Curiosity wiggles wheels ahead of first drive on Mars

Curiosity wiggles wheels ahead of first drive on Mars

Curiosity rover has wiggled its four corner wheels to prepare for its first drive on Mars, NASA's Jet Propulsion Laboratory (JPL) in Pasadena, California announced.

JPL said the six-wheeled rover wiggled its four corner wheels side to side for the first time on Mars Tuesday as a test of the steering actuators on those wheels. This was critical preparation for Curiosity's first drive on Mars, reported Xinhua.

"We wanted to test the steering, because otherwise we would be driving in whatever direction we landed in," Curiosity Mission Manager Michael Watkins of JPL explained during a teleconference Tuesday.

Watkins said the commands will be sent up Tuesday night for a drive of just a few metres, incorporating a turn to the right and a backing-up manoeuvre. That initial movement should occur "in the middle of the night our time" and last about half-hour, he said.

The six-wheeled rover has a versatile steering system, with two front and two rear wheels that can be independently twisted so much that the car-sized, one-tonne vehicle pirouettes in place.

The two middle wheels can push as well, but they are not built for turning. Each wheel measures 20 inches in diameter, which is about the size of an automotive tyre, according to JPL.

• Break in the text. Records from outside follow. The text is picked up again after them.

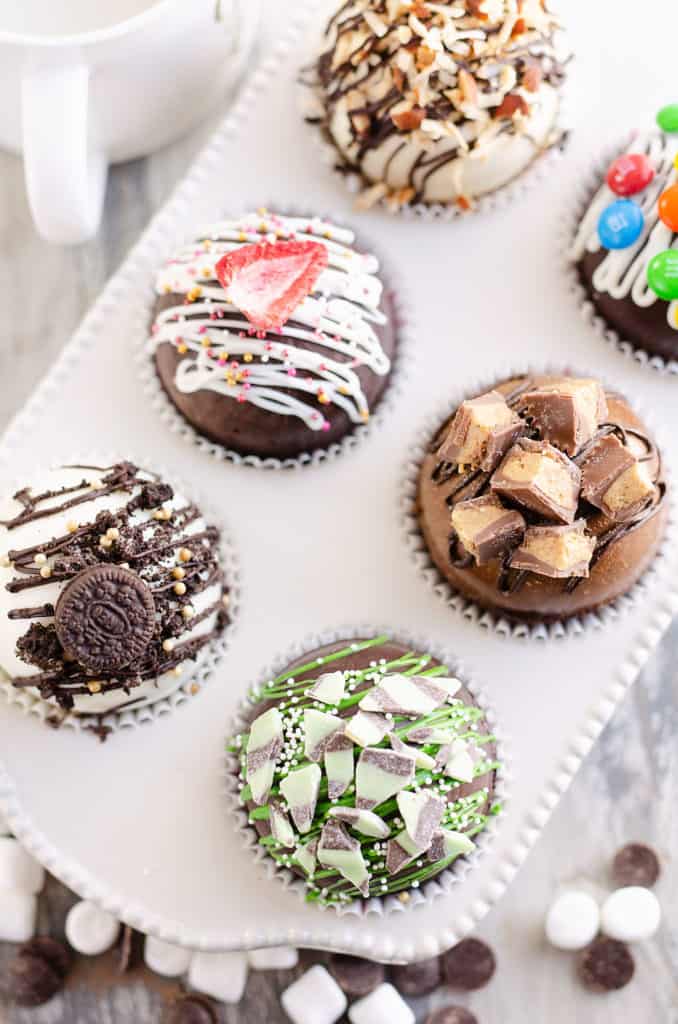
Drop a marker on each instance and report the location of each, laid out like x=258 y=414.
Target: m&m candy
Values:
x=667 y=118
x=630 y=174
x=663 y=274
x=668 y=207
x=620 y=224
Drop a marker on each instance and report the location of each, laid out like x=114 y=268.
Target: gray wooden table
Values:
x=627 y=790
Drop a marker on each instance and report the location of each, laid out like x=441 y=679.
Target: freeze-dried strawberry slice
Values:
x=267 y=281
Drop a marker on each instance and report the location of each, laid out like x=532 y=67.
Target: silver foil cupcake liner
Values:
x=451 y=877
x=590 y=179
x=494 y=620
x=405 y=327
x=196 y=678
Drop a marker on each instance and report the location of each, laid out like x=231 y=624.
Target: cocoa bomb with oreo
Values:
x=272 y=335
x=375 y=766
x=112 y=588
x=554 y=518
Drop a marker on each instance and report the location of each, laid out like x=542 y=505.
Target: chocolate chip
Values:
x=417 y=979
x=452 y=1015
x=606 y=965
x=636 y=864
x=468 y=965
x=32 y=980
x=106 y=617
x=356 y=976
x=191 y=1009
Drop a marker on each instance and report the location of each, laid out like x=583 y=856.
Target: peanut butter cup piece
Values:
x=106 y=617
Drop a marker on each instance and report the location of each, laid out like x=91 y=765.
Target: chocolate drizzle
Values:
x=173 y=565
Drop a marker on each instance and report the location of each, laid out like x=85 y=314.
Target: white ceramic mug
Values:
x=87 y=83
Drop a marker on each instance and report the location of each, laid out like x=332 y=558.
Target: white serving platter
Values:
x=139 y=823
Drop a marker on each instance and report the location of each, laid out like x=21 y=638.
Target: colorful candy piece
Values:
x=630 y=173
x=339 y=850
x=263 y=748
x=398 y=694
x=364 y=821
x=668 y=207
x=422 y=814
x=267 y=281
x=663 y=274
x=667 y=118
x=380 y=774
x=339 y=765
x=621 y=224
x=300 y=790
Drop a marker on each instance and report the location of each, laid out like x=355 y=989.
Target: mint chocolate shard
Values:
x=319 y=728
x=340 y=851
x=263 y=748
x=281 y=828
x=448 y=844
x=481 y=431
x=366 y=822
x=422 y=759
x=329 y=688
x=400 y=851
x=422 y=813
x=366 y=728
x=558 y=552
x=339 y=766
x=380 y=774
x=565 y=411
x=399 y=694
x=485 y=528
x=539 y=476
x=300 y=790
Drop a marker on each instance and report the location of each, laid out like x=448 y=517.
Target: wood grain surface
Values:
x=626 y=791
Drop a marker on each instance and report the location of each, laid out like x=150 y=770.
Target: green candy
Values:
x=663 y=274
x=667 y=118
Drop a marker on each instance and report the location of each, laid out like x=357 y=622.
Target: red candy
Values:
x=669 y=207
x=630 y=174
x=267 y=281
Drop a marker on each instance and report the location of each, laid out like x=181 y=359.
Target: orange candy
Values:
x=669 y=208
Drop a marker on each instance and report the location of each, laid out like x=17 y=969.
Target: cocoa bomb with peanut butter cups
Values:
x=273 y=336
x=543 y=498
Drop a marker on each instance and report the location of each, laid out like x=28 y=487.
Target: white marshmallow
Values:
x=222 y=976
x=573 y=921
x=631 y=913
x=313 y=998
x=89 y=929
x=17 y=868
x=383 y=1006
x=165 y=958
x=273 y=958
x=17 y=914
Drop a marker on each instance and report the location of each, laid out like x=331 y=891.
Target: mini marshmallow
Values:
x=631 y=913
x=222 y=976
x=313 y=998
x=165 y=958
x=17 y=914
x=383 y=1006
x=90 y=929
x=274 y=958
x=573 y=921
x=17 y=868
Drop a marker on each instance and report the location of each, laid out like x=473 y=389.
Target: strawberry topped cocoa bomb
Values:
x=272 y=335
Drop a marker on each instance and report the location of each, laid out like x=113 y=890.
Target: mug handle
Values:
x=65 y=174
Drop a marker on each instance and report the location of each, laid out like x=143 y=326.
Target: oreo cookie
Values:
x=469 y=965
x=106 y=619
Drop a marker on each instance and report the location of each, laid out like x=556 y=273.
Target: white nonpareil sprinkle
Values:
x=222 y=976
x=384 y=1006
x=314 y=998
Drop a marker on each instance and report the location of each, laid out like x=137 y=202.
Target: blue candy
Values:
x=620 y=224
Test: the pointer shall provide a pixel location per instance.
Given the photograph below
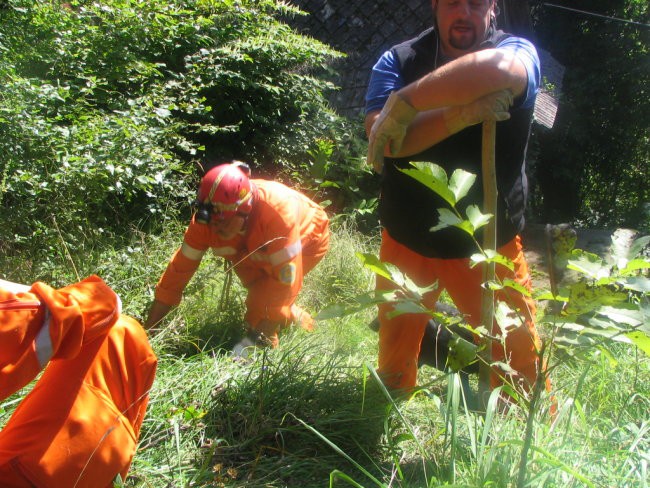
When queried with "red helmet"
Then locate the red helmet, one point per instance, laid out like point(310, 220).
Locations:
point(227, 189)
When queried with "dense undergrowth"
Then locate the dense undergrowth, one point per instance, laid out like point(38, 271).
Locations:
point(312, 411)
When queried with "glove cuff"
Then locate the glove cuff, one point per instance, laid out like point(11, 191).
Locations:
point(399, 109)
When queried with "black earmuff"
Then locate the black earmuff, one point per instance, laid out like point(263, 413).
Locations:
point(203, 213)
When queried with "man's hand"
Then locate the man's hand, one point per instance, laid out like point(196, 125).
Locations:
point(389, 128)
point(490, 107)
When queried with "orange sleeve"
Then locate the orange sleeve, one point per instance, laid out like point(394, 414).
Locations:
point(178, 274)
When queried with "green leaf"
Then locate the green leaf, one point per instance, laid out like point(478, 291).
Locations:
point(491, 256)
point(373, 263)
point(433, 177)
point(508, 283)
point(461, 353)
point(476, 218)
point(634, 265)
point(402, 307)
point(640, 340)
point(589, 264)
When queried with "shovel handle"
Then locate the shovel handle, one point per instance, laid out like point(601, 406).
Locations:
point(489, 242)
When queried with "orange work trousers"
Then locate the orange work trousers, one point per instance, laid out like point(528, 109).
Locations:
point(270, 304)
point(80, 424)
point(401, 336)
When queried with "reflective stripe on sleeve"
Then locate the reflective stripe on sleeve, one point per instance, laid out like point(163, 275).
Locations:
point(224, 251)
point(286, 253)
point(43, 341)
point(191, 253)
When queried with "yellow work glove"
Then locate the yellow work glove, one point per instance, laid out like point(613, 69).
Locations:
point(490, 107)
point(389, 128)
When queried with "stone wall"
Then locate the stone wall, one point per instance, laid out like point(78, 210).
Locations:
point(363, 30)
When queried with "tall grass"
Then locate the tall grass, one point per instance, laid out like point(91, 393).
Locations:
point(312, 413)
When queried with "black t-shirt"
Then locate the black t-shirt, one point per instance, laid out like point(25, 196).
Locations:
point(408, 209)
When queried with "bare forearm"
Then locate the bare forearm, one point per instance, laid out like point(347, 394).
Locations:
point(466, 79)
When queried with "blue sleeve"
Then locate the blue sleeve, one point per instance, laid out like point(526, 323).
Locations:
point(384, 79)
point(527, 54)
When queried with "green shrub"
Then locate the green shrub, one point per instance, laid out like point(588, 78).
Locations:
point(107, 108)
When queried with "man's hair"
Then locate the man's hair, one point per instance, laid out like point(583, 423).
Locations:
point(493, 16)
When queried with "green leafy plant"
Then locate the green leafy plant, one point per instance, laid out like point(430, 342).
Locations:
point(608, 304)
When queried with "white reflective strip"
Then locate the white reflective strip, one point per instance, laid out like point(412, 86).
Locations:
point(224, 251)
point(286, 254)
point(43, 341)
point(191, 253)
point(13, 287)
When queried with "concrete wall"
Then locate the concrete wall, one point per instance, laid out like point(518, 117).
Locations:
point(363, 30)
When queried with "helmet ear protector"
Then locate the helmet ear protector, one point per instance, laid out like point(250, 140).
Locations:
point(203, 213)
point(206, 209)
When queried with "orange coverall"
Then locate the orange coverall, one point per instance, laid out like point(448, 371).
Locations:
point(400, 337)
point(80, 424)
point(285, 236)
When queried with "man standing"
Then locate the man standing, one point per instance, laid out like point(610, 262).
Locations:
point(425, 102)
point(272, 235)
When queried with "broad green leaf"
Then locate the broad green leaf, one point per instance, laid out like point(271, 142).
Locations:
point(548, 295)
point(476, 218)
point(588, 263)
point(491, 256)
point(636, 283)
point(402, 307)
point(373, 263)
point(433, 177)
point(460, 183)
point(640, 340)
point(510, 283)
point(634, 265)
point(461, 353)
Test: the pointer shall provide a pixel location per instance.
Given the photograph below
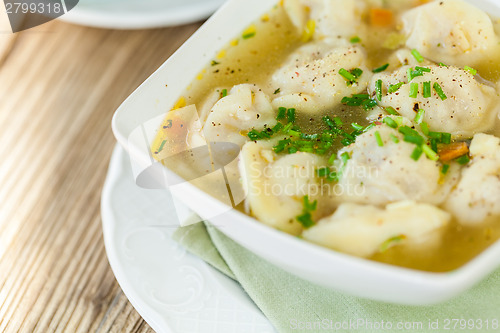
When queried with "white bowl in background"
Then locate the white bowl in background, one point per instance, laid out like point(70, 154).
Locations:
point(144, 110)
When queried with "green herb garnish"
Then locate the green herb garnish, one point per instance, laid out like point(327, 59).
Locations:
point(395, 87)
point(417, 55)
point(306, 218)
point(439, 91)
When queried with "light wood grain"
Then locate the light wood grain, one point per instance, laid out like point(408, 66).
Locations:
point(59, 86)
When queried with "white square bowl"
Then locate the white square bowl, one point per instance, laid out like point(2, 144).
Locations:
point(141, 114)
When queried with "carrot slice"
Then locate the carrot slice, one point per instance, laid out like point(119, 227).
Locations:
point(452, 151)
point(381, 17)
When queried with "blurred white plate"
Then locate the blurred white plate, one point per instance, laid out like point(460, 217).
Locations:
point(174, 291)
point(140, 14)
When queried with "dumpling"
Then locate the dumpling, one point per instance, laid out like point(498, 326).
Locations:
point(477, 196)
point(451, 31)
point(362, 230)
point(470, 106)
point(333, 18)
point(383, 174)
point(310, 81)
point(245, 107)
point(275, 186)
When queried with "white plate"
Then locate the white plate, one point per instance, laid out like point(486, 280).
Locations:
point(140, 14)
point(174, 291)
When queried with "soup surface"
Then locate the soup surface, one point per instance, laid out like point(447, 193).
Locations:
point(373, 130)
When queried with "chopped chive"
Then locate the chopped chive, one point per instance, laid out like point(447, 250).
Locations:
point(395, 87)
point(439, 91)
point(390, 110)
point(355, 40)
point(435, 135)
point(431, 154)
point(287, 128)
point(291, 115)
point(417, 55)
point(406, 130)
point(409, 74)
point(398, 120)
point(417, 152)
point(381, 68)
point(369, 127)
point(347, 75)
point(278, 127)
point(390, 122)
point(470, 70)
point(463, 160)
point(369, 104)
point(391, 242)
point(427, 89)
point(162, 145)
point(332, 159)
point(361, 96)
point(446, 138)
point(380, 143)
point(420, 116)
point(351, 101)
point(345, 157)
point(323, 172)
point(378, 89)
point(424, 127)
point(281, 113)
point(445, 168)
point(434, 145)
point(413, 90)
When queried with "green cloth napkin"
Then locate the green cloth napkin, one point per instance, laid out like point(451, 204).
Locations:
point(295, 305)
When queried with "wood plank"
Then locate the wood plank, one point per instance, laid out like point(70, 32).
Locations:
point(60, 86)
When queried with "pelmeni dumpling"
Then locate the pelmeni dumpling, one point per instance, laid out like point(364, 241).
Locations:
point(275, 185)
point(309, 80)
point(477, 196)
point(470, 106)
point(383, 174)
point(244, 108)
point(451, 31)
point(362, 230)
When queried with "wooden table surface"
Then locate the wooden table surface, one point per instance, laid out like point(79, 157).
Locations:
point(59, 86)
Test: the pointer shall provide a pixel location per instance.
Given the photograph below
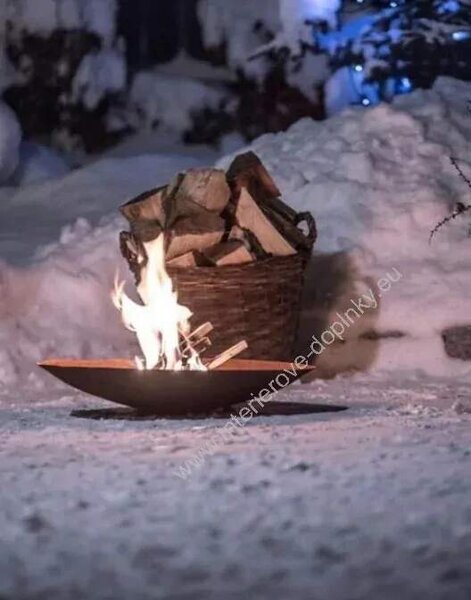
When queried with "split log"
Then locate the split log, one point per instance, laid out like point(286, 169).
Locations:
point(250, 216)
point(250, 241)
point(289, 230)
point(190, 259)
point(227, 355)
point(148, 206)
point(247, 171)
point(197, 341)
point(206, 187)
point(277, 206)
point(194, 234)
point(232, 252)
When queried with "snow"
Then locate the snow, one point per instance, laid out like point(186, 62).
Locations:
point(96, 16)
point(378, 181)
point(371, 502)
point(233, 22)
point(10, 137)
point(55, 298)
point(38, 163)
point(99, 74)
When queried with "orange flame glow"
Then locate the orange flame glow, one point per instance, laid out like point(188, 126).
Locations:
point(160, 322)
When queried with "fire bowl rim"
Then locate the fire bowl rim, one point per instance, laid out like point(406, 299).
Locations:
point(234, 364)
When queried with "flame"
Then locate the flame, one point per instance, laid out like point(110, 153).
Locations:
point(160, 322)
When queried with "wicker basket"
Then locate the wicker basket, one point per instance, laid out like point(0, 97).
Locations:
point(258, 302)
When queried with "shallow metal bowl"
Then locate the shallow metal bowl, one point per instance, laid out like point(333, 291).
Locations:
point(171, 392)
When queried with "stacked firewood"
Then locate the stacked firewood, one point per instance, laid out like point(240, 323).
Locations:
point(211, 218)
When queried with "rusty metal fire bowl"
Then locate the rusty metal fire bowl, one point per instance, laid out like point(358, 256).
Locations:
point(167, 393)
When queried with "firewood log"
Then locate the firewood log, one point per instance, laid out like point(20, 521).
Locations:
point(248, 171)
point(287, 229)
point(194, 233)
point(148, 206)
point(250, 241)
point(250, 216)
point(228, 253)
point(185, 260)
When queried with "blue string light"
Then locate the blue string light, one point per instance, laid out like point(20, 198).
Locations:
point(461, 36)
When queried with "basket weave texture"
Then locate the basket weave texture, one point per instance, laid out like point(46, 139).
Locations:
point(257, 302)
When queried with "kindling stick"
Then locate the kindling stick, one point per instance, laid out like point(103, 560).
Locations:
point(227, 355)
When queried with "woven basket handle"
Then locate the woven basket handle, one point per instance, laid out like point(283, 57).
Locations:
point(311, 235)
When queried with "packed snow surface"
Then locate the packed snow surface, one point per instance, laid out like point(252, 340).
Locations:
point(377, 182)
point(367, 503)
point(10, 138)
point(153, 94)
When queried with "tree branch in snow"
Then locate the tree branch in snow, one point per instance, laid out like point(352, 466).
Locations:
point(460, 208)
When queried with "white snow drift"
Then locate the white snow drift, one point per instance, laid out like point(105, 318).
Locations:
point(377, 181)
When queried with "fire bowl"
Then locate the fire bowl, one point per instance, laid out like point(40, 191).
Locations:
point(171, 392)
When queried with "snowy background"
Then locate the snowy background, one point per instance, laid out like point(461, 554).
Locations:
point(354, 485)
point(376, 176)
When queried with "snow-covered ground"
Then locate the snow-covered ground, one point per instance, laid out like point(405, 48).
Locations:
point(377, 182)
point(368, 503)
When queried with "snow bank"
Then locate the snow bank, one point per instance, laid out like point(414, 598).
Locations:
point(96, 16)
point(378, 181)
point(10, 137)
point(59, 302)
point(38, 163)
point(99, 74)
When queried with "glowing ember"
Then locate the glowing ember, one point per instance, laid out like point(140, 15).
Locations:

Successful driving is the key to Curiosity's two-year, $2.5 billion mission, because its ultimate goal is to reach the flanks of a 3-mile-high mountain within the crater, known as Aeolis Mons or Mount Sharp, which is about 20 km away, Watkins said.

Once the rover is fully into its drive mode, it's expected to trek up to the length of a football field in a day.

Curiosity's first destination is an intersection of three geological formations about a quarter-mile from the landing site, known as Glenelg, according to JPL.

The rover is due to spend the next couple of months checking out that area, and then it will turn its wheels toward Mount Sharp. That's where scientists expect to read the geological history of Mars over the course of billions of years, as recorded in the layers of rock going up the mountainside.

Those readings could show how habitable the planet might have been at different epochs, JPL said.